With analysts forecasting an earnings per share (EPS) of $0.04 for the quarter, according to data from Public.com, the focus is shifting from past losses to future profitability. Here’s why investors should be watching Groupon’s report this week as a potential turning point.
1. The “Last Mile” of Turnaround
Groupon has been on a multi-year journey to streamline its operations, moving away from its legacy “daily email” clutter toward a more curated, high-value marketplace. The upcoming report is expected to show that this strategy is finally paying off. Despite a loss in Q3 2025, management has consistently signaled that 2025 was a “transition year.” The Q4 report, which includes the critical holiday shopping season, is expected to be the moment where the top-line stabilization becomes evident and the bottom-line improvements (led by cost-cutting measures) shine through.
2. The Bullish Case: A Split Street with Upside Potential
Perhaps the most intriguing aspect of Groupon’s current setup is the divergence in analyst opinion. According to data from MarketBeat, the stock holds a consensus “Hold” rating, but the distribution tells a story of high conviction on both sides. With 2 sells, 1 hold, and crucially, 3 buy ratings, there is a significant bull camp that believes the risk/reward is now asymmetrical.
These bullish analysts aren’t just looking at past performance; they are forecasting a substantial potential upside for the stock. For contrarian investors, this setup is ideal. The “Hold” consensus suggests the stock isn’t overhyped, while the presence of multiple “Buy” ratings indicates that those digging deepest into the fundamentals see a catalyst on the horizon.
3. The Conference Call: A Catalyst for Clarity
The real action won’t just be in the numbers released on Tuesday afternoon, but in the conference call scheduled for Wednesday, March 11, at 8:00 AM ET. Investors will be listening intently for management’s commentary on consumer health, local merchant demand, and the trajectory for 2026.

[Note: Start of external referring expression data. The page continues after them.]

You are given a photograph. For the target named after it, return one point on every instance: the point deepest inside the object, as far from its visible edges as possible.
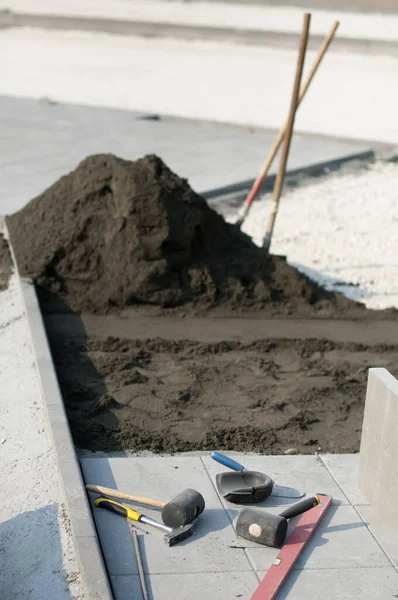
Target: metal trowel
(244, 486)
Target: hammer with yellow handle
(179, 511)
(172, 537)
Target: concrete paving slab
(215, 586)
(385, 537)
(304, 473)
(344, 469)
(88, 555)
(47, 140)
(207, 551)
(344, 584)
(341, 541)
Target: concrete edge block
(95, 580)
(378, 469)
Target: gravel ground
(352, 96)
(37, 554)
(220, 14)
(340, 230)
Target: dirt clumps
(115, 233)
(5, 263)
(175, 396)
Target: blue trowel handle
(227, 462)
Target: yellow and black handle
(117, 507)
(128, 513)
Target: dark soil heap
(115, 233)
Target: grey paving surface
(350, 556)
(88, 554)
(43, 141)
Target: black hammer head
(178, 535)
(262, 527)
(183, 509)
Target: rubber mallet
(268, 529)
(172, 537)
(179, 511)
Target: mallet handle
(99, 489)
(128, 513)
(300, 507)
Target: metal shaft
(137, 553)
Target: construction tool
(179, 511)
(277, 573)
(172, 537)
(244, 211)
(280, 177)
(244, 486)
(137, 553)
(268, 529)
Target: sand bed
(132, 243)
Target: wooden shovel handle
(99, 489)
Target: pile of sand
(115, 233)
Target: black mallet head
(268, 529)
(183, 508)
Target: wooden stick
(289, 131)
(99, 489)
(279, 138)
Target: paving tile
(387, 538)
(341, 541)
(379, 583)
(214, 586)
(344, 468)
(91, 565)
(304, 473)
(210, 549)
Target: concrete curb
(274, 39)
(92, 568)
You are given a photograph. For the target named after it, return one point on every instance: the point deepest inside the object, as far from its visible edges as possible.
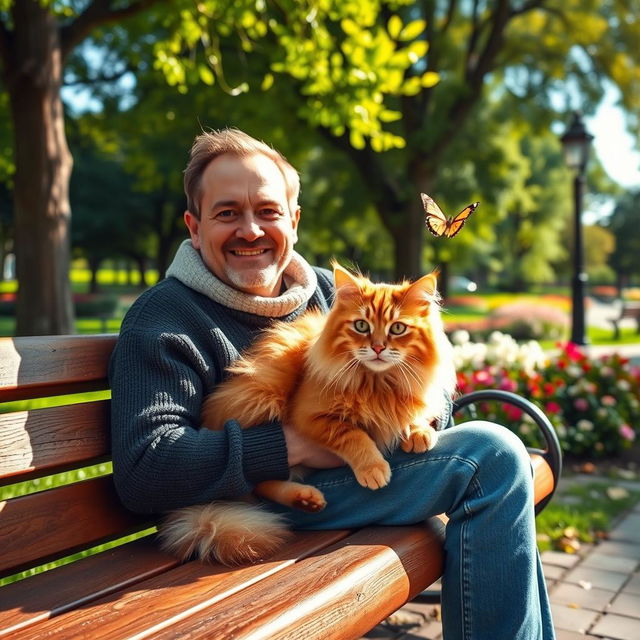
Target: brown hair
(211, 144)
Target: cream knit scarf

If Groupon can deliver a “beat and raise”—surpassing the $0.04 EPS estimate and issuing optimistic forward guidance—it could trigger a wave of buying pressure from institutions that have been waiting on the sidelines for proof of a sustainable turnaround.
4. Valuation Perspective
Currently trading with a “show-me” story attached, Groupon’s valuation likely doesn’t fully price in a return to normalized profitability. Should the Q4 report demonstrate that the company has found a stable floor for revenue and is successfully leveraging its operating expenses, the stock could be due for a multiple expansion.
The Bottom Line
While the ghosts of Q3’s miss linger, the fourth quarter offers Groupon a chance to write a new narrative. The combination of a streamlined business, a holiday quarter boost, and a split in analyst ratings that highlights untapped optimism creates a high-stakes, high-reward scenario. For investors willing to look past the old narrative, Tuesday’s report could be the first glimpse of the new, leaner, and more profitable Groupon.